Minister of War and Navy
- In office 10 January 1904 – 12 April 1904
- President: Germán Riesco

Member of the Chamber of Deputies
- In office 1906–1909
- Constituency: Limache and Quillota
- In office 1903–1906
- Constituency: Concepción, Talcahuano, Lautaro and Coelemu

Personal details
- Died: 1911 United States
- Party: National Party
- Parent(s): Rafael Cruz Zoila Díaz
- Education: University of Chile (LL.B)
- Profession: Lawyer, professor, diplomat

= Aníbal Cruz Díaz =

Chilean politician (died 1911)

Aníbal Cruz Díaz (died 1911) was a Chilean lawyer, academic, diplomat and politician who served as a member of the Chamber of Deputies of Chile and as Minister of War and Navy under President Germán Riesco.

A member of the National Party, he represented Concepción, Talcahuano, Lautaro and Coelemu from 1903 to 1906 and Limache and Quillota from 1906 to 1909.

==Early life==
Cruz was the son of Rafael Cruz and Zoila Díaz. He studied at the Colegio de los Sagrados Corazones in Santiago and later studied law at the University of Chile, qualifying as a lawyer on 22 December 1884.

He subsequently pursued an academic career as professor of administrative law at the University of Chile.

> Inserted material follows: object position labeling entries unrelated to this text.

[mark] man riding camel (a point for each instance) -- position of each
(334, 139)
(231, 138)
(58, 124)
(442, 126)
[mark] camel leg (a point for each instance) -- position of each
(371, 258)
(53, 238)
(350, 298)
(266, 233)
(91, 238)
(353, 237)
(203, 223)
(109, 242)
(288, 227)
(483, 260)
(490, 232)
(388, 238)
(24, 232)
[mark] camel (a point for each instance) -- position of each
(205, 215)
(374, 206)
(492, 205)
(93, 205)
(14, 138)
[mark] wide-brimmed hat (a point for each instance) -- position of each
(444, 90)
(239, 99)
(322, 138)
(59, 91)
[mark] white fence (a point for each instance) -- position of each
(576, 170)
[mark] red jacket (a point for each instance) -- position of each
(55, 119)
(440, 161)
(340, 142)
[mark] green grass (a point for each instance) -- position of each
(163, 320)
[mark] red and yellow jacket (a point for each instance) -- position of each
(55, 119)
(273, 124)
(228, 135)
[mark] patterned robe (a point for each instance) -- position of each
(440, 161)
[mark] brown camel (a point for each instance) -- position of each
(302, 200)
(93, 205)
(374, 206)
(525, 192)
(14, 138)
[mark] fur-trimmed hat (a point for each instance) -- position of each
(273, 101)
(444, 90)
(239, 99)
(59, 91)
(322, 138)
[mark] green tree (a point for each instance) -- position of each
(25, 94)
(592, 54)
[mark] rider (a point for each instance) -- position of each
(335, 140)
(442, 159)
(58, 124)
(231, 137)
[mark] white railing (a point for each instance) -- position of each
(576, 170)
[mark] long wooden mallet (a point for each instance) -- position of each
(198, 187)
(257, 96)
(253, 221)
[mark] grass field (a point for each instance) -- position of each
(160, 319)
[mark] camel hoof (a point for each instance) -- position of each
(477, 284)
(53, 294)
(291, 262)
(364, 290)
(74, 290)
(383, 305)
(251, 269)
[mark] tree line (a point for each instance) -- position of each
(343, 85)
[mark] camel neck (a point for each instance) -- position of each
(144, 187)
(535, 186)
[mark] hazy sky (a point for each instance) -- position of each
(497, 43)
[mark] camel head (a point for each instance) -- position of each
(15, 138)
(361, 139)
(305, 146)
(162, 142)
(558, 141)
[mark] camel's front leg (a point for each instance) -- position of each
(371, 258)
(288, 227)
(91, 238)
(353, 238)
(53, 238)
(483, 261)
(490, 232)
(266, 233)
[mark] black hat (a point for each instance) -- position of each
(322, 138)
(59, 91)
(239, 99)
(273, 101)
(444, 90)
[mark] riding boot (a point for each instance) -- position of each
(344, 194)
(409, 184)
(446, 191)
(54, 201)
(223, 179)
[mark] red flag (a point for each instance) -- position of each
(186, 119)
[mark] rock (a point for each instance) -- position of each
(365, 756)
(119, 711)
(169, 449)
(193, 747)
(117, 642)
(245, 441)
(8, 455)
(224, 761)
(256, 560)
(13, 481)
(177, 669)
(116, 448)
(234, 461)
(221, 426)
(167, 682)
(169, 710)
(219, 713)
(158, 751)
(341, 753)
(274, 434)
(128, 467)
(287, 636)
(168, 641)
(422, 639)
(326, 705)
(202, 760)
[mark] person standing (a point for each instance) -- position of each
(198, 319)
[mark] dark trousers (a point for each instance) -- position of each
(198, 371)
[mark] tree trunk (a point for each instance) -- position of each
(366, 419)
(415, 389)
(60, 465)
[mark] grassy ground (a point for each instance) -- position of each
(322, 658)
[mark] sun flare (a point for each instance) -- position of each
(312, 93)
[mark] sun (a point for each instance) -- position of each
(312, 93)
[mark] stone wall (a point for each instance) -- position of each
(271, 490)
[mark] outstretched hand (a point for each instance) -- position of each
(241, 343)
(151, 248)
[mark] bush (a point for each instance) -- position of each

Cruz also entered the Chilean diplomatic service. In 1893, he served as chargé d'affaires of the Chilean legation in the United States.

==Political career==
A member of the National Party, Cruz was elected to the Chamber of Deputies for Concepción, Talcahuano, Lautaro and Coelemu for the 1903–1906 legislative term. During this period, he served on and chaired the permanent committee for elections.

During the presidency of Germán Riesco, Cruz was appointed Minister of War and Navy on 10 January 1904. He remained in office until 12 April of that year.

Cruz was reelected to the Chamber of Deputies for Limache and Quillota for the 1906–1909 legislative term. During his second term, he served on the permanent committees for foreign relations and for war and navy.

In 1907, while serving his second parliamentary term, Cruz was appointed Chilean minister plenipotentiary to the United States.

Cruz died in the United States in 1911.